東日本大震災

  • Check

楢葉町が太陽光発電事業 県内最大級、2年後に操業

 楢葉町は町内波倉に出力10メガワットの太陽光発電事業に乗り出す。県内最大級で、今秋に事業に着手し、2年後の平成29年秋の操業を目指す。松本幸英町長は「町の復興計画に基づいた事業で、復興の目玉の一つになると期待している」と話している。

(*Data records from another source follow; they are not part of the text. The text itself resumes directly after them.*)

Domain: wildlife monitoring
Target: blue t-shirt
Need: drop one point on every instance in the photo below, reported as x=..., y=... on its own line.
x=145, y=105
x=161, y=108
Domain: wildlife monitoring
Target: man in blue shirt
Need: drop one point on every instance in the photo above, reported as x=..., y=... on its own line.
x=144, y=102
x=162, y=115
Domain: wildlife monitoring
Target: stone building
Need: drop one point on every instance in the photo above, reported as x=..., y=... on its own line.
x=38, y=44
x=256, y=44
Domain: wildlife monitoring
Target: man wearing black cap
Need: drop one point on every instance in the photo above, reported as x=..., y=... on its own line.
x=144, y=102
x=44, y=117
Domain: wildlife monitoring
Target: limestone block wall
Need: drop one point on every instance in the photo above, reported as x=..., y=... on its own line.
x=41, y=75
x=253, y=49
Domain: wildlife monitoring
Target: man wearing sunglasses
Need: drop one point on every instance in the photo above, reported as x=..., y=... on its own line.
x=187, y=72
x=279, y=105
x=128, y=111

 28日に町役場で開かれた町議会全員協議会で概要を示した。建設地は波倉地区内の4カ所で計約20ヘクタールの平たんな農地。土地は私有地で地権者38人の同意を得ており賃借契約を結ぶ。総事業費は約35億円で、国、県の補助金、銀行からの融資を受ける。

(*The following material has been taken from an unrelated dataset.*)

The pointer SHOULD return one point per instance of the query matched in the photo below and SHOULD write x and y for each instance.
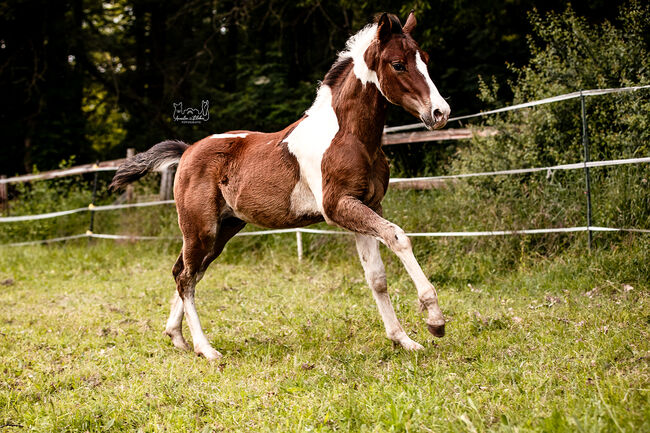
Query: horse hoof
(437, 330)
(208, 353)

 東京電力福島第二原発の送電線を活用し、全量を東電に売電する。発電から20年間の固定価格買い取り制度を利用する。年平均の純利益は約3200万円を見込み、町や波倉地区の振興協力金として還元する予定。
 町は発電事業を行う特定目的会社「楢葉太陽光発電(仮称)」を6月下旬ごろ設立する。資本金は約3億円で、過半数を町の復興を目指す一般社団法人「ならはみらい」が出資する。町は、ならはみらいに対し相当額を助成するため27年度当初予算に計上する方針。
 波倉地区は町北部で福島第二原発に近い沿岸部。日照時間が長く、送電コストが抑えられるなどの利点がある。